Green’s Dictionary of Slang

bitty adj.

also bitsy
[dimin. of SE bit]

tiny, small, insignificant; often preceded by ‘little’.

[US]J.W. Carr ‘Words from Northwest Arkansas’ in DN III:i 87: little bitty, little bitsy, adj. Little, tiny. ‘They were little-bitty/bitsy fellers.’.
[US]H. Kephart Our Southern Highlanders (1922) 94: You know a feist is one o’ them little bitty dogs that ginerally runs on three legs and pretends a whole lot.
[US]R. McAlmon Companion Volume 199: Do have a drink with me dear, just one wee little bitty drink.
[US](con. 1820s) W.E. Wilson Wabash 203: ’Tain’t nothin’ but a little-bitty hand-horse mill.
[US]A. Lomax Mister Jelly Roll (1952) 19: They’d press a button in their pocket and light up the little bitty bulb.
[US]J. Jones From Here to Eternity (1998) 225: There was a little bitty Jewboy standin lookin at it.
[US]G.L. Coon Meanwhile, Back at the Front (1962) 108: He was just a little bitty guy.
[US]B. Jackson Thief’s Primer 130: If I’m going to trial [...] I like to have me a little bitty young lawyer, a fire burner.
[UK]Sun.

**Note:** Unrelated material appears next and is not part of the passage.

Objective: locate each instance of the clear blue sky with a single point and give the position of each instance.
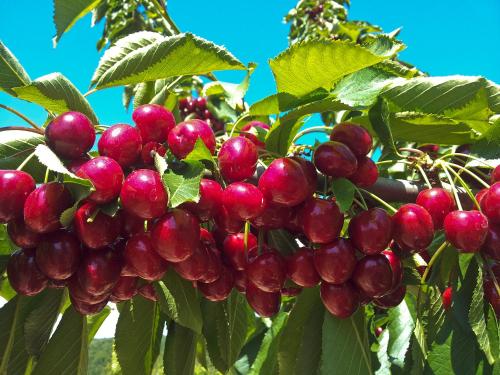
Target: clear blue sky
(443, 37)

Mirror 21 Aug. 9: He chomped down on these little bitty things.
[US]E. Folb Runnin’ Down Some Lines 30: Use a get to me when I’z little bitty dude.
[US]L. Heinemann Paco’s Story (1987) 129: We’d prowl up and down the streets and little-bitty side alleys.
[UK]Observer Mag. 22 Aug. 12: The ones they use today are little bitty pops, like caps.
[US]C. Carr Our Town 272: ‘A little bitty group like ours,’ Thompson said.
[Aus] D. Whish-Wilson ‘In Savage Freedom’ in Crime Factory: Hard Labour [ebook] Ogilvie, hoping to turn me, loading me for bitty possession.